I know that if $R$ is noetherian then the statement holds true by Hilbert basis theorem. However I am looking for a example where it doesn't hold true if $R$ is not noetherian.
I was specifically wondering about the ring of the algebraic integers defined in the first example of this answer. If my ring $R$ is the ring of algebraic integers as defined in the link what would be an infinitely generated ideal in that case?

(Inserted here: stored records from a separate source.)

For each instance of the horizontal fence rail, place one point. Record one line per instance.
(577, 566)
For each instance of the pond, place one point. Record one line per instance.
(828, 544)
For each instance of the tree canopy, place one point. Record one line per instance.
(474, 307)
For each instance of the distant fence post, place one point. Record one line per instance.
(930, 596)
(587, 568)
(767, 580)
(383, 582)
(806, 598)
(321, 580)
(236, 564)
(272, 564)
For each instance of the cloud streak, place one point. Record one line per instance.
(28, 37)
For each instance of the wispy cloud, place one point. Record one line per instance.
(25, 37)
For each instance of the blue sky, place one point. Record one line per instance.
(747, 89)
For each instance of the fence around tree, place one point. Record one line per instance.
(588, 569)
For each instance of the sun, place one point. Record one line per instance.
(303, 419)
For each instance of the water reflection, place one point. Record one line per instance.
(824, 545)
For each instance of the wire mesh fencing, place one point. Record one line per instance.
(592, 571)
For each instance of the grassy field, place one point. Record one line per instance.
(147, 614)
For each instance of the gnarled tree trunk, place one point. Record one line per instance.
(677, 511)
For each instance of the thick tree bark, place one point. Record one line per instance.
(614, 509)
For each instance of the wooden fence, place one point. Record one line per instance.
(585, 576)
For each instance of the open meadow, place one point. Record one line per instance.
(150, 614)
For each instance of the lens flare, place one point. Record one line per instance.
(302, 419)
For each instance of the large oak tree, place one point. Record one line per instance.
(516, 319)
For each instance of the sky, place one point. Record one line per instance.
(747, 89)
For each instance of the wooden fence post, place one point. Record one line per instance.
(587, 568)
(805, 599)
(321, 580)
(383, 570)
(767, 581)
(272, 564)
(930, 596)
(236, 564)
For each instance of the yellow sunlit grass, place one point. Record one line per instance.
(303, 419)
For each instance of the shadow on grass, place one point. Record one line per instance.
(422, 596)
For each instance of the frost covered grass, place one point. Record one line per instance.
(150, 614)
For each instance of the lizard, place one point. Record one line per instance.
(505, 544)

$R$ is noetherian iff $R[X]$ is noetherian, because $R$ is a quotient of $R[X]$. Explicitly, if $I$ is a not finitely generated ideal of $R$ then the preimage under $X \mapsto 0$, that is, $I + X R[X]$ is a not finitely generated ideal of $R[X]$.

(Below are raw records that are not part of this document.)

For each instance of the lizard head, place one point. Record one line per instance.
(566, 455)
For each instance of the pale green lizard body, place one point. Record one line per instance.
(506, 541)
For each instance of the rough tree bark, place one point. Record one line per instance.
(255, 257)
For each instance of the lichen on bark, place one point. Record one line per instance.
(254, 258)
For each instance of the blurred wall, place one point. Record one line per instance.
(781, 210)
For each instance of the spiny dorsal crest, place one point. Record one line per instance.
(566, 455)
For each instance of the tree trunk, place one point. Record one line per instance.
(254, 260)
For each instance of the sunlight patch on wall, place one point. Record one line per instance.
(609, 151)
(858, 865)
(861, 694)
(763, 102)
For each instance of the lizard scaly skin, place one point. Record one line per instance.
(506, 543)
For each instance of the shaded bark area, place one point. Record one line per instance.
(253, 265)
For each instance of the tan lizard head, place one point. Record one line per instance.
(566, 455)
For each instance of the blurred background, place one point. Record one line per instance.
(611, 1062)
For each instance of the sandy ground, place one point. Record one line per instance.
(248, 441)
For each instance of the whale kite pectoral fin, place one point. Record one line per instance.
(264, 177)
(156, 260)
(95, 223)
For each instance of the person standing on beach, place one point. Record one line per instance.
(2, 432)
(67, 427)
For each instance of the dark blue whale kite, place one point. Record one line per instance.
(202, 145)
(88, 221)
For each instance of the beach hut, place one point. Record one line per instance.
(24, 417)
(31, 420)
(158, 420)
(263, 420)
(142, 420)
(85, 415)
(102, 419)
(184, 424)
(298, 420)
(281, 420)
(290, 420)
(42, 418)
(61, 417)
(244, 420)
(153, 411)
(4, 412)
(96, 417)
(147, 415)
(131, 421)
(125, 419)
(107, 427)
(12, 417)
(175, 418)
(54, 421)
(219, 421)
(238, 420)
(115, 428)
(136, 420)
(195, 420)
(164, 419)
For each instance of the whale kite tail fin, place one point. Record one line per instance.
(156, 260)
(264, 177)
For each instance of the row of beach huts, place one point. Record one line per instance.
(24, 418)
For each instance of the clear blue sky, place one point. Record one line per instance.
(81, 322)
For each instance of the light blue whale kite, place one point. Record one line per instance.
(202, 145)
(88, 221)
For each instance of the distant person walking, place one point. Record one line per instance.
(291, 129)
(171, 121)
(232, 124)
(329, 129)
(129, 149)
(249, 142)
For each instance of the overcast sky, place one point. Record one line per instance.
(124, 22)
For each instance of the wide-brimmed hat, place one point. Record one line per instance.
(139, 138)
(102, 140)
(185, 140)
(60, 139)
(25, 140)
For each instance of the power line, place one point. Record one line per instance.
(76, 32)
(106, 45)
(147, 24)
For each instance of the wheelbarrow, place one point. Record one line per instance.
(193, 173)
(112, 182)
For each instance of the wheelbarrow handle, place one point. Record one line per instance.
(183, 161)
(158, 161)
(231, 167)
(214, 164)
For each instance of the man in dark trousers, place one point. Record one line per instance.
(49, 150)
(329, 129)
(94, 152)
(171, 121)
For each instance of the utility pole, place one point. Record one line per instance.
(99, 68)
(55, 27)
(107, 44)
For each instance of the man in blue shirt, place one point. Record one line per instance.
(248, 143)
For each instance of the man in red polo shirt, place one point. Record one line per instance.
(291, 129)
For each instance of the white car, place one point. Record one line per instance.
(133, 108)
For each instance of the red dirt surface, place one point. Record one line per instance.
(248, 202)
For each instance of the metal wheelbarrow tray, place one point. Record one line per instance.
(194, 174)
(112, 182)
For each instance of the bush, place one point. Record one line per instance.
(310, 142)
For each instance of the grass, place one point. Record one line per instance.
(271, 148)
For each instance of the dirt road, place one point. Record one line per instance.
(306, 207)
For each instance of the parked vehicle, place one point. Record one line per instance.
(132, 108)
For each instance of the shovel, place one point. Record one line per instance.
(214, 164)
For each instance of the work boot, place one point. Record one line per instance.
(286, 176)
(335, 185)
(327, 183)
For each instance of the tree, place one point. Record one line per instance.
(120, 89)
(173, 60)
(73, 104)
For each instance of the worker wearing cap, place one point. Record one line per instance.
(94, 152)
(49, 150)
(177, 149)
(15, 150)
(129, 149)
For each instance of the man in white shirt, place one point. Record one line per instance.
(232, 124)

Consider $R=k[T_i \ : \ i \in \mathbb{N}]$ (i.e. the polynomial ring over a field $k$ in infinitely many variables $T_i$, this is one of the standard examples of rings that are not noetherian, see also What is an easy example of non-Noetherian domain?), then $R[x_1, \dots, x_n] $ is isomorphic to $R$ (the isomorphism is given by mapping $x_1 \mapsto T_1, \dots, x_n \mapsto T_n, T_j \mapsto T_{n+j}$).

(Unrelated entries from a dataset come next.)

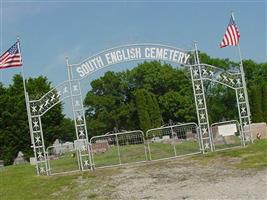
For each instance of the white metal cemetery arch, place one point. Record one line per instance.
(134, 52)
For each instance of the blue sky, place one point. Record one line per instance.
(51, 30)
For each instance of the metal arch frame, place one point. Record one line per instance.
(130, 60)
(79, 115)
(129, 45)
(233, 81)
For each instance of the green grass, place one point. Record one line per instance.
(64, 163)
(252, 156)
(20, 182)
(160, 150)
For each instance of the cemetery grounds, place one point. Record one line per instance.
(232, 174)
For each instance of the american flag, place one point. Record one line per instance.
(232, 35)
(11, 58)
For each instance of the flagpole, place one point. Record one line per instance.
(244, 83)
(25, 92)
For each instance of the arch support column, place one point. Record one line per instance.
(201, 107)
(82, 144)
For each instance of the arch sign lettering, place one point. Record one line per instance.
(71, 88)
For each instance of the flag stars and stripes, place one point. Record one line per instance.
(11, 58)
(231, 36)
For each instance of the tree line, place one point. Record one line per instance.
(147, 96)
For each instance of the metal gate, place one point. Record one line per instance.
(226, 135)
(173, 141)
(118, 148)
(62, 158)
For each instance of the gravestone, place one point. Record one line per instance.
(19, 159)
(256, 128)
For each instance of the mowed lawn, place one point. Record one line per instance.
(21, 182)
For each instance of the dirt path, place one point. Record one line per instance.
(186, 179)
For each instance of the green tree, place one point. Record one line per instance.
(14, 131)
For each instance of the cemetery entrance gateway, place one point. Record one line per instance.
(134, 52)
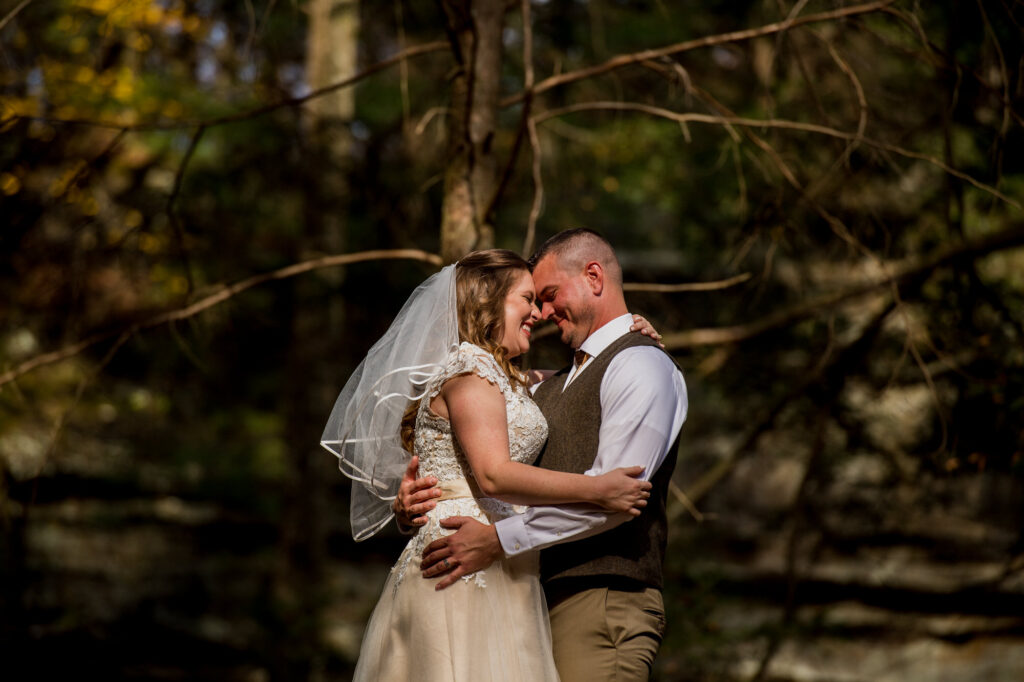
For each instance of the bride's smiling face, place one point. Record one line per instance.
(520, 313)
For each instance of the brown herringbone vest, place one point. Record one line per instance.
(634, 550)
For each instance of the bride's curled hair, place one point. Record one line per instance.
(482, 281)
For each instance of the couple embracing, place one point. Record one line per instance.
(541, 505)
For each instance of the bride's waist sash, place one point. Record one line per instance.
(458, 488)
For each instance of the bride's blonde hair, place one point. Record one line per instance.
(482, 282)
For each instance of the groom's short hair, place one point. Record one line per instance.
(574, 248)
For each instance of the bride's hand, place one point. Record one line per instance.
(643, 326)
(622, 491)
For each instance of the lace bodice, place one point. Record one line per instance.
(441, 456)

For a concrete ideal, consider the one which is generated by all variables except $T_1$.
In the ring of algebraic integers the ideal $I=\langle\sqrt{2},\sqrt[4]{2}, \sqrt[8]{2},\dots, \sqrt[2^n]{2},\dots \rangle$ is not finitely generated since it is the union of the ideals $I_n=\langle\sqrt[2^n]{2}\rangle$ which form a strictly ascending chain.
The ideal $I[x_1,\dots,x_n]$ (of polynomials in $x_1,\dots,x_n$ with coefficients in $I$) is also not finitely generated.